DoctorOetker · on July 15, 2023

>And finally, there are already picture and video embeddings that are gradient-friendly and reusable.

I have been thinking about such things for a while and considered things like giving each of R rows and each of C columns a vector, and using the inner product of row_i and col_i as that pixel's intensity (in the simplest demonstrative case monochromatic, but reordering the floats in each vector before taking the inner product allows many more channels).

But this is just my quick shallow concoction. If I look at the konicq10k dataset, there are 10373 images 1024 x 768 totaling to 5.3GB. Thats ~511KB per image. 511KB / ( 1024 + 768 ) = 285 bytes for each row or column. Dividing by 4 for standard floats that gives each column and each row a vector of 71 (32-bit) floats. This would use absolutely no prior knowledge about human visual perception, so fitting these float vectors inner products (and their permutations for different channels) to the image by the most naive metric (average per pixel residual error) will probably not result in great images. But I'm curious how bad it performs. Perhaps I will try it out in a few hours.

Do you have any references for such or similar simplistic embeddings?
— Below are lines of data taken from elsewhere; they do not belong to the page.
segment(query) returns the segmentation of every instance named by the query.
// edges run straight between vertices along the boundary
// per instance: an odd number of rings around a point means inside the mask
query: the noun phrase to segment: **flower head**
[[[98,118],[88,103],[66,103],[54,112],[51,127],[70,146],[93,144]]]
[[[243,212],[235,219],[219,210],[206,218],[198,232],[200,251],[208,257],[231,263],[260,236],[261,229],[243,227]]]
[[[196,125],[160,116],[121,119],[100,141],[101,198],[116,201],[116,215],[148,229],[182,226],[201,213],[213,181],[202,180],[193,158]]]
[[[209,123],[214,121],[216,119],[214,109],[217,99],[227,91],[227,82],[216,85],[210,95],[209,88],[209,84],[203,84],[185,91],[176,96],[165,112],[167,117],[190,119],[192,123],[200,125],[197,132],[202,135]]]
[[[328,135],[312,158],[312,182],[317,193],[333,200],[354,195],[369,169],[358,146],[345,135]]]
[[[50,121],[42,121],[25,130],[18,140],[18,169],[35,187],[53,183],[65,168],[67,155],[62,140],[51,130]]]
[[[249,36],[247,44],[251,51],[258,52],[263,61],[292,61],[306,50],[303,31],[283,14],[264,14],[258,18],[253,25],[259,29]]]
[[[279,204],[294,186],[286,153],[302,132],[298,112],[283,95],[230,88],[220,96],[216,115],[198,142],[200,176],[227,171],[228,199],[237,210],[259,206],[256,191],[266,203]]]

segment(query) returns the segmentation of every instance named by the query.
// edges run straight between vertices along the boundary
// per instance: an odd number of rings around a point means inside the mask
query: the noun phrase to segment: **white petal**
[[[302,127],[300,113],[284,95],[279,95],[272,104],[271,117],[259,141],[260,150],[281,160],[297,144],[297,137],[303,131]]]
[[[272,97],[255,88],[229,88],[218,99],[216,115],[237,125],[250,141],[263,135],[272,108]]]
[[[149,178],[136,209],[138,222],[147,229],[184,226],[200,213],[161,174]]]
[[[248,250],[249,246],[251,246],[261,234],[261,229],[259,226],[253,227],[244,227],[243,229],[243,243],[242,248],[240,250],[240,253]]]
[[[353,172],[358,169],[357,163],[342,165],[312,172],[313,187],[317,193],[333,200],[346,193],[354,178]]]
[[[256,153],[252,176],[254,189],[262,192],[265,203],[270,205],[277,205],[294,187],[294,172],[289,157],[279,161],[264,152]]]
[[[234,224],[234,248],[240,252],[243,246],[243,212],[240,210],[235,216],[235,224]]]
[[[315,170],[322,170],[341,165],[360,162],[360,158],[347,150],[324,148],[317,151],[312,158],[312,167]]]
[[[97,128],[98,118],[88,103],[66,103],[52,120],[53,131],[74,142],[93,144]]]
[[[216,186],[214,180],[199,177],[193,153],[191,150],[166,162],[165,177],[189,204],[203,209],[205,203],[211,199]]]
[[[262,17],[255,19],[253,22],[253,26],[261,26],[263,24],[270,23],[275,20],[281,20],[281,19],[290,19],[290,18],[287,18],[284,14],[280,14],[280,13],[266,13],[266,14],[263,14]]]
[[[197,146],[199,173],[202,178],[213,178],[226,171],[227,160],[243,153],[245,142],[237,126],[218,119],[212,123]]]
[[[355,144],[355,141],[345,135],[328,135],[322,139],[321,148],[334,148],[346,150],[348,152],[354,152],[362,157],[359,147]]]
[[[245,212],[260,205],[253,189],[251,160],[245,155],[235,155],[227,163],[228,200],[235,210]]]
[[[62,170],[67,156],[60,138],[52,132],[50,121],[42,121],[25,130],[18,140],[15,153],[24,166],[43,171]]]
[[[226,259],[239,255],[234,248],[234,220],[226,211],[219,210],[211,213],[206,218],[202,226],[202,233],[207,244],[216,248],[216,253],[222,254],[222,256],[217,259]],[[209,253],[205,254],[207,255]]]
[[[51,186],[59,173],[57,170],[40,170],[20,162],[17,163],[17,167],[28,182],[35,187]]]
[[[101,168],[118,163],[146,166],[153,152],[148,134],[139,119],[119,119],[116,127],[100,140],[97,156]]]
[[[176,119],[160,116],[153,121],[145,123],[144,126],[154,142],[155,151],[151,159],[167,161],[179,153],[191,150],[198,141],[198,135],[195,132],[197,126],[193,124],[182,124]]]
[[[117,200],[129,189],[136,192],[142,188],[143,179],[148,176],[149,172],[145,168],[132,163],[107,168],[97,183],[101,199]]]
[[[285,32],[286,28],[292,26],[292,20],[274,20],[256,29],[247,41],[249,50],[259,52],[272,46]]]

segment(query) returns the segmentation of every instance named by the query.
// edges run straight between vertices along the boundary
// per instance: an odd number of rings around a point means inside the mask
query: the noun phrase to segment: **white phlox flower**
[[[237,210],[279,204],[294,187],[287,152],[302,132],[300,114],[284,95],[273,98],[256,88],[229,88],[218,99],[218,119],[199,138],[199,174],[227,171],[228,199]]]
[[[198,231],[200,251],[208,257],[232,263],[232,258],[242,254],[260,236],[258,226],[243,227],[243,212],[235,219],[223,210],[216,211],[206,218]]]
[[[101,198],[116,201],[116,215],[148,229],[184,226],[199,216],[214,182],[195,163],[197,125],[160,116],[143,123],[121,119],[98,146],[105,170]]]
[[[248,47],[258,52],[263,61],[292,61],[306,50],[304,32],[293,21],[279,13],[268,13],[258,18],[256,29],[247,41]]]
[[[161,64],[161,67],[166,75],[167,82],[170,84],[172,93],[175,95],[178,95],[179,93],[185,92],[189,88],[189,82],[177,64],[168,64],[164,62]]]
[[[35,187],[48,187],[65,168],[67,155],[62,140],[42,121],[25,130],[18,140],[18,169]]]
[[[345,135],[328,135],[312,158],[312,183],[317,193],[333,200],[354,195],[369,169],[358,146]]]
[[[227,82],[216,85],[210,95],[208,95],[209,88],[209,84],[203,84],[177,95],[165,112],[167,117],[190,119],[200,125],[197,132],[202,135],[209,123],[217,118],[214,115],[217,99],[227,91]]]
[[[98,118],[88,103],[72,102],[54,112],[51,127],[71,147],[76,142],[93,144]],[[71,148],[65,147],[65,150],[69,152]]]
I don't want to force you to dig for me, but if you happen to know of a few such papers or perhaps even a review paper that would be welcome!

vladimirralev · on July 17, 2023

Not aware of this type of simplistic embeddings. I think getting the first few layers of a large pretrained vision model will get you better results. Blindly learning from a generic image would probably steer it toward the dominant textures and shapes rather than linear operation of camera moves.

The simplest embeddings for vision should focus on camera primitives and invariants. Translation, rotation, scale, skew, projections, lighting. It doesn't matter that much what you use in the layers, but you should steer the training with augmented data. Like rotate and skew the objects in the batches to make sure the layers are invariant to these things.

Next are some depth-mapping embeddings which go beyond flat camera awareness.

The best papers I've seen are face embeddings. You can get useful results with smaller models. There are of course deeper embeddings that focus on the whole scene and depth maps but those are huge.

sharemywin · on July 13, 2023

I wondered awhile back about using EGA or CGA for doing image recognition and or for stable diffusion. seems like there should be more than enough image data for that resolution and color depth(16 colors).

luckystarr · on July 13, 2023

I remember I've heard somewhere that our retina encodes the visuals it receives into a compressed signal before forwarding it to the visual cortex. If true, this may actually be how it's done "for real". ;)

actionfromafar · on July 13, 2023

The retina does a lot of processing.

amelius · on July 14, 2023

> Why have your first layers of CNNs relearn what's already smartly encoded in the JPEG bits in the first place before it's blown into a bloated height x width x 3 float matrix?

Because data augmentation is much easier in the latter representation.

Also, if you rotate images as part of data augmentation, then that is already so expensive that any speedup from going directly to JPEG becomes negligible in comparison.

eru · on July 14, 2023

Fascinating.

How did this approach handle the same image being encoded in different ways by different JPEG libraries? Or just with different quality settings?

NL807 · on July 14, 2023

Seems like you are using similar tricks what compressed sensing people do, work with data in a sparser domain.

23B1 · on July 13, 2023

This is really interesting. Have you published your research anywhere that I could read?